A calculus of the absurd

22.4.2 The matrix representation of a linear transformation

The best way to understand this is to do a lot of examples, with specific linear transformations and vector spaces. It’s easy to get lost, sinking, “not waving but drowning” in the steaming soup of generality. As they don’t say, a little reification 135135 Meaning turning something abstract into something concrete. every day keeps the doctor away.

Let’s assume that we have a linear transformation \(T: V \to W\), and we would like to find its matrix representation. It’s really easy to get confused here, but don’t lose sight of the goal. We need some information about \(V\) and \(W\), specifically

  • • A basis for \(V\), denoted as \(\mathcal {B} = \{\beta _i\}_{1 \leqq i \leqq n}\).

  • • A basis for \(W\), denoted as \(\mathcal {C} = \{\gamma _i\}_{1 \leqq i \leqq m}\).

We then pick an arbitrary vector, \(\mathbf {v} \in V\), and finds its representation as a linear combination of \(\beta \), that is we find

\begin{equation} \mathbf {v} = \sum _{1 \leqq i \leqq n} v_i b_i \end{equation}

But we’re not after \(\mathbf {v}\), we’re after \(T(\mathbf {v})\)! Therefore, we apply \(T\) to both sides, giving

\begin{align} T(\mathbf {v}) &= T\left (\sum _{1 \leqq j \leqq n} v_j \beta _j\right ) \\ \end{align}

We now use liberally the fact that \(T\) is linear.

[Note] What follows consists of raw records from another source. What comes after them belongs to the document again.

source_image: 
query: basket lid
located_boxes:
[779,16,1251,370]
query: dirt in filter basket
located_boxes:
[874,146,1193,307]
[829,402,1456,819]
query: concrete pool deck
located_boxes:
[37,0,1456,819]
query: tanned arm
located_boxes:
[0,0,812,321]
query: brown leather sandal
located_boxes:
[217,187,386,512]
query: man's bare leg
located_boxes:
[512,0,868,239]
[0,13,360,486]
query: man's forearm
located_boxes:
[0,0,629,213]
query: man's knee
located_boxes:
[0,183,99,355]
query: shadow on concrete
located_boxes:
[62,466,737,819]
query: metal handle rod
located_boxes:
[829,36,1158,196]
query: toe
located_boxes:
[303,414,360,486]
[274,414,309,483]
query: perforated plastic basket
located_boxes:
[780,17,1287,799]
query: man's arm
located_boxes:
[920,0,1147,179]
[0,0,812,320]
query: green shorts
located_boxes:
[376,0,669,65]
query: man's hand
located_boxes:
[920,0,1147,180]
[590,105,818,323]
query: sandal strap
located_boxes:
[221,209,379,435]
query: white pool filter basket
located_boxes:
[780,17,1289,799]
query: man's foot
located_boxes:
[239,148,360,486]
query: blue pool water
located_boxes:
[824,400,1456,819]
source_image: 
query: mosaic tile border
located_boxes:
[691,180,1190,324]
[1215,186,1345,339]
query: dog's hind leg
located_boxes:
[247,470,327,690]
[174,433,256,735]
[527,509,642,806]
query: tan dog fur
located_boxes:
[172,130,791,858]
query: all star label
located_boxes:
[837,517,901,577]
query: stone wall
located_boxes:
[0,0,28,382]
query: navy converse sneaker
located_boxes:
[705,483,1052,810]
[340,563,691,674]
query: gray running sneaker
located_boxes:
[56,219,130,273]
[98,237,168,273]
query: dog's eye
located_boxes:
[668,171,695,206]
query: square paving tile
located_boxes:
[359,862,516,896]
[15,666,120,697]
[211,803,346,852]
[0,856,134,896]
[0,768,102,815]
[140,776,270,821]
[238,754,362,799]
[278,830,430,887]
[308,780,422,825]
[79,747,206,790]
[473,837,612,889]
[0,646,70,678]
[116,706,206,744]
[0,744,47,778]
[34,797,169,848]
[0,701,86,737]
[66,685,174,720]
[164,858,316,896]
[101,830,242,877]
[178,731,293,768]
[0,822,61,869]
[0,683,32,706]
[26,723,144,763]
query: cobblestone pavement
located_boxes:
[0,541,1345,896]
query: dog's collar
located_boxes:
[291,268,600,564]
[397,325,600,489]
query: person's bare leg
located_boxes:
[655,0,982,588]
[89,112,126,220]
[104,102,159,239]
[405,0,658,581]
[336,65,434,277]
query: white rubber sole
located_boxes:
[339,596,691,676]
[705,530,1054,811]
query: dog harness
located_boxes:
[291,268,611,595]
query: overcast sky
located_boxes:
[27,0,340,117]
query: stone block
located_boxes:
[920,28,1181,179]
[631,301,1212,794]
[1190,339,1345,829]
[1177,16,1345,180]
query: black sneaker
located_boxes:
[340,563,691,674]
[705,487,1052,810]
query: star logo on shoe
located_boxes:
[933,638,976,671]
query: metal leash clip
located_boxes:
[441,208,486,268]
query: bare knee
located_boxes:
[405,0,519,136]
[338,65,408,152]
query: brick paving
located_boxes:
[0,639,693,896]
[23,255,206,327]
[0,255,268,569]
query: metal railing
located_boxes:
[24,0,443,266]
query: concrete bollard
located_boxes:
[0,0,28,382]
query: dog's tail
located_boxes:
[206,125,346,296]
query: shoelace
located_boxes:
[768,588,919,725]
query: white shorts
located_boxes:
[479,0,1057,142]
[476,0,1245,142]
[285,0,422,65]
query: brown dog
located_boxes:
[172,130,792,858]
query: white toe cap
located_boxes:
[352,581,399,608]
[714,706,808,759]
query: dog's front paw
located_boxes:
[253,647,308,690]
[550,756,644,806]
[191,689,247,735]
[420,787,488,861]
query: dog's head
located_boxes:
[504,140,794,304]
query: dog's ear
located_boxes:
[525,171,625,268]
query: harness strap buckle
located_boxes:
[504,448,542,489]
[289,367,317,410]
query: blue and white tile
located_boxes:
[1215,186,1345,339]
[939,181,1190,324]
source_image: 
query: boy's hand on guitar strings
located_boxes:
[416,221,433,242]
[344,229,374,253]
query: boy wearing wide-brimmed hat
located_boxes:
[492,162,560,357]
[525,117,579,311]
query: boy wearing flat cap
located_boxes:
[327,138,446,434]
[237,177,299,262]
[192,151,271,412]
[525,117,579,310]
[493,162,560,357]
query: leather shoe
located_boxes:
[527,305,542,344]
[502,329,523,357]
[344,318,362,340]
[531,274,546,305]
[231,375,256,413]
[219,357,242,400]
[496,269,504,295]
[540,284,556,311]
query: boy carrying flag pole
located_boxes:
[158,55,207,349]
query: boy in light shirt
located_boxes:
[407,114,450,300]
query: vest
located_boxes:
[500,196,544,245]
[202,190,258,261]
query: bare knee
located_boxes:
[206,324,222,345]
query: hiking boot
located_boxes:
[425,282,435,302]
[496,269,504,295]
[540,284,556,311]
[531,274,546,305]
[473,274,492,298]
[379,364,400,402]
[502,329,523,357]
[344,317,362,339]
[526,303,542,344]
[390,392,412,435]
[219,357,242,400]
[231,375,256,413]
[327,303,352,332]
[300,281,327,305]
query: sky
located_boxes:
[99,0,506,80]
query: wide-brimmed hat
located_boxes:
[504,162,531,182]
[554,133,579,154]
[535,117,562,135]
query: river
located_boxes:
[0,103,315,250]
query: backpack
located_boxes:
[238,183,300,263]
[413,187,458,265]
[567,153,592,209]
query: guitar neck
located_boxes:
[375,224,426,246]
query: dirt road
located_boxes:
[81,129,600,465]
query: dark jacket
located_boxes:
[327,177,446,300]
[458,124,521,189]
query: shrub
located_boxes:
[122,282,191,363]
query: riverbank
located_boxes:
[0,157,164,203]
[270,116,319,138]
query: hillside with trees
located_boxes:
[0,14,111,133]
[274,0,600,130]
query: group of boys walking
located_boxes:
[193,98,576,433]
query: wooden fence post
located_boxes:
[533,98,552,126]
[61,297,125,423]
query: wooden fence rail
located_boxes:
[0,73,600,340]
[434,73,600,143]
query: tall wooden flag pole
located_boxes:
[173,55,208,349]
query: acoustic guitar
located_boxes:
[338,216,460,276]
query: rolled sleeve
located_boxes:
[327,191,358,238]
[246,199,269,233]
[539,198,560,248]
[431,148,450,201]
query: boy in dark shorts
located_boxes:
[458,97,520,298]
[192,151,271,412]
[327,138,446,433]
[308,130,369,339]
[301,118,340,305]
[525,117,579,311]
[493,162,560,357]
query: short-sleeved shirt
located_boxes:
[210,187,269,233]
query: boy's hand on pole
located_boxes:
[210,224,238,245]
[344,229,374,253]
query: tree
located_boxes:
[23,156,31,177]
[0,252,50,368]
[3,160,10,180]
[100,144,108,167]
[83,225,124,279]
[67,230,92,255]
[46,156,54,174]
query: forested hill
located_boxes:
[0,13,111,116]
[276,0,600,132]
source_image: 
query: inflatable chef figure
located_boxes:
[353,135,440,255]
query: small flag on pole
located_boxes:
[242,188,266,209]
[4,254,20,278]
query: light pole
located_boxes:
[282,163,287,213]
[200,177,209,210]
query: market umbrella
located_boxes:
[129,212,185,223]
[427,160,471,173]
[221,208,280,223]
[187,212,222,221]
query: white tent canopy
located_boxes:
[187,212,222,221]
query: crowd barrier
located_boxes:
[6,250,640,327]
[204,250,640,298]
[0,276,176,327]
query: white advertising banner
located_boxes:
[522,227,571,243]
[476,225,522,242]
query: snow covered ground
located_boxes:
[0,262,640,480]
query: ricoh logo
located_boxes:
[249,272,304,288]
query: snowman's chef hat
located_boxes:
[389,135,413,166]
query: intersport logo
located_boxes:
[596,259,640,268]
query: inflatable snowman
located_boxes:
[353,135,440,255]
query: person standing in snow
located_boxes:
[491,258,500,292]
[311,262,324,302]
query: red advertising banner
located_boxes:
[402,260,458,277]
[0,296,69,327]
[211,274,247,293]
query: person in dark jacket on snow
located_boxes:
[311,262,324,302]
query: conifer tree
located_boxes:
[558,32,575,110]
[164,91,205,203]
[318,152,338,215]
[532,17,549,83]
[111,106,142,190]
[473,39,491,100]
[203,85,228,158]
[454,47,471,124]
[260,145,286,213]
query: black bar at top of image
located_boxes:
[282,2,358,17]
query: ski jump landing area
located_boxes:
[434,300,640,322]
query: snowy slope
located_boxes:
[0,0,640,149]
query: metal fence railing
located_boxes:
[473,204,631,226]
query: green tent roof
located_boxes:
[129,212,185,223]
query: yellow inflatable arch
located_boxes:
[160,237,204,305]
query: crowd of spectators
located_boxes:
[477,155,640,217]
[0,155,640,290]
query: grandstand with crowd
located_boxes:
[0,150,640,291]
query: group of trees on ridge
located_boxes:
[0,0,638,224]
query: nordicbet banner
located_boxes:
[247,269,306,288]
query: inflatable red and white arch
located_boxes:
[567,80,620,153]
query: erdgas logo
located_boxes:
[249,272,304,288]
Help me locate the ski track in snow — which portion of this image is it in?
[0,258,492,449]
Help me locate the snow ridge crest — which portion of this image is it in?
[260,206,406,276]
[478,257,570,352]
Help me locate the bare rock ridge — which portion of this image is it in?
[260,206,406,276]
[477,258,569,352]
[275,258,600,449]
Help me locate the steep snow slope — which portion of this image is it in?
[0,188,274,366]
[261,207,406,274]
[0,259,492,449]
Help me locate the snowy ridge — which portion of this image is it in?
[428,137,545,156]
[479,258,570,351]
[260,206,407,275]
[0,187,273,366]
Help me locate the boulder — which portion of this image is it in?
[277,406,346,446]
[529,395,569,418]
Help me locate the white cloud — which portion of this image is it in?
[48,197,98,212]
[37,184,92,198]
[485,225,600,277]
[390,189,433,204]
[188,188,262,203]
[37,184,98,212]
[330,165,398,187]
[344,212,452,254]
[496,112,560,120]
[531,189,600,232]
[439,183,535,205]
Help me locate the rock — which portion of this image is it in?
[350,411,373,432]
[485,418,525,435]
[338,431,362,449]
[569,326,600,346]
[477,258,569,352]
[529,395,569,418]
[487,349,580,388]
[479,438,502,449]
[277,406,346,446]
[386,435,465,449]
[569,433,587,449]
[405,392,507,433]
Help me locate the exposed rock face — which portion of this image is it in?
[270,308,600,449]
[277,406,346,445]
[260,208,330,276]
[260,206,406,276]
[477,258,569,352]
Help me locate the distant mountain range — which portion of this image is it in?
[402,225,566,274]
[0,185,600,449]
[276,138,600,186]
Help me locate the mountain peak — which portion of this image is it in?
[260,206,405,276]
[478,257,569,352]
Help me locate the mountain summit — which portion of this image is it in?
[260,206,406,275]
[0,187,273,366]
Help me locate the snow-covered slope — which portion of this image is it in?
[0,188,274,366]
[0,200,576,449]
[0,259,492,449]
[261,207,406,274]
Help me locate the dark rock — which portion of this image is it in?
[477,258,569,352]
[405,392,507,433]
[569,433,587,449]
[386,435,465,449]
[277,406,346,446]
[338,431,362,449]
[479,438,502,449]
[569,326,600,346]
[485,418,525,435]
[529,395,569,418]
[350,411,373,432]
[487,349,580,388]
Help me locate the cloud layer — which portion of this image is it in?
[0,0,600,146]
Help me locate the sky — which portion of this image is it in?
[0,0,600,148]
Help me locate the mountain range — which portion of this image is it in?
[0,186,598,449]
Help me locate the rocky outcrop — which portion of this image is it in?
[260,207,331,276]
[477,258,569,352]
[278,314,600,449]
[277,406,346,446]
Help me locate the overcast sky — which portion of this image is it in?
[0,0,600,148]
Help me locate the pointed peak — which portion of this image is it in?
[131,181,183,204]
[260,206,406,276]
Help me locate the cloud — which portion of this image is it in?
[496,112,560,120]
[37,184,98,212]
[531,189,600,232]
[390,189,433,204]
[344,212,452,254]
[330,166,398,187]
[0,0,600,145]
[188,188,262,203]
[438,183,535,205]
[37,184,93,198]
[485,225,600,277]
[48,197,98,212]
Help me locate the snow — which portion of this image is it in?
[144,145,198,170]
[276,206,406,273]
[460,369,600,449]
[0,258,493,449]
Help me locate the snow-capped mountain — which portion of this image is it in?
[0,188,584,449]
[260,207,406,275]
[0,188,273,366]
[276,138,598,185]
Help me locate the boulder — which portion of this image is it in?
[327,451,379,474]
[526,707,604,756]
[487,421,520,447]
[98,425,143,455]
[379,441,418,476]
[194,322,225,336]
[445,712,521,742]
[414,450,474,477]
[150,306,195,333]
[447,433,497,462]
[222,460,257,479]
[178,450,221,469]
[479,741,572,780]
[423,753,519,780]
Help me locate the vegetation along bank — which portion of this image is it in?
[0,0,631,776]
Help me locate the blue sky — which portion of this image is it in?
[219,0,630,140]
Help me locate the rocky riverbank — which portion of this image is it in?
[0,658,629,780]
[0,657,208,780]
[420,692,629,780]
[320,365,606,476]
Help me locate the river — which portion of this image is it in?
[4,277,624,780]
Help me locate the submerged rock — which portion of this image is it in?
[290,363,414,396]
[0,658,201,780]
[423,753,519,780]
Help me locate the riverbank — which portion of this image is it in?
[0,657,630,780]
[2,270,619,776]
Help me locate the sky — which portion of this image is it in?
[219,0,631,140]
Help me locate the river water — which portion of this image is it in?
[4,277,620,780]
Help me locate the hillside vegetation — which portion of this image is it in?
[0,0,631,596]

\begin{align} T(\mathbf {v}) &= \sum _{1 \leqq j \leqq n} v_j T(\beta _j) \end{align}

We’re not dealing with a concrete linear transformation, so “all” we can say is that for each \(i\), \(T(\beta _j)\) will give us a vector in \(W\) and that we can certainly write this as a linear combination of \(\mathcal {C}\), as it is a basis for \(W\). Every \(T(\beta _j)\) is a linear combination of the \(m\) vectors in \(\mathcal {C}\), i.e. \(T(\beta _j) = \sum _{1 \leqq i \leqq m} \left (a_{i,j}\right ) \gamma _i\). Substituting this in, we get

\begin{align} T(\mathbf {v}) &= \sum _{1 \leqq j \leqq n} v_j \left (\sum _{1 \leqq i \leqq m} a_{i,j} \gamma _i\right ) \\ &= \sum _{1 \leqq i \leqq m} \gamma _i \left (\sum _{1 \leqq j \leqq n} a_{i, j} v_j\right ) \\ &= \sum _{1 \leqq i \leqq m} \left (\sum _{1 \leqq j \leqq n} a_{i, j} v_j\right ) \gamma _i \end{align}

Now, from the definition of a co-ordinate vector, as \(\gamma _1, ..., \gamma _m\) are the basis vectors for \(\mathcal {C}\), the representation of \(T(v)\) as a co-ordinate vector in this basis is just

\begin{align} [T(v)]_{\mathcal {C}} &= \begin{pmatrix} \sum _{1 \leqq j \leqq n} a_{1, j} v_j \\ \sum _{1 \leqq j \leqq n} a_{2, j} v_j \\ ... \\ \sum _{1 \leqq j \leqq n} a_{m, j} v_j \\ \end {pmatrix} \\ &= \underbrace { \begin{pmatrix} a_{1, 1} & a_{1, 2} & ... & a_{1, n} \\ a_{2, 1} & a_{2, 2} & ... & a_{2, n} \\ ... & ... & ... & ... \\ a_{m, 1} & a_{1, 2} & ... & a_{1, n} \end {pmatrix} }_{\text {Let this be $\mathbf {A}$.}} \begin{pmatrix} v_1 \\ v_2 \\ ... \\ v_3 \end {pmatrix} \label {where we defined A} \end{align}

Which is exactly what we wanted to find. Specifically, the \(j\)th column of the matrix \(\mathbf {A}\) (as defined in Equation 22.123) is the co-ordinate vector (in the ordered base \(\mathcal {C}\)) of the result of \(T(\beta _j)\).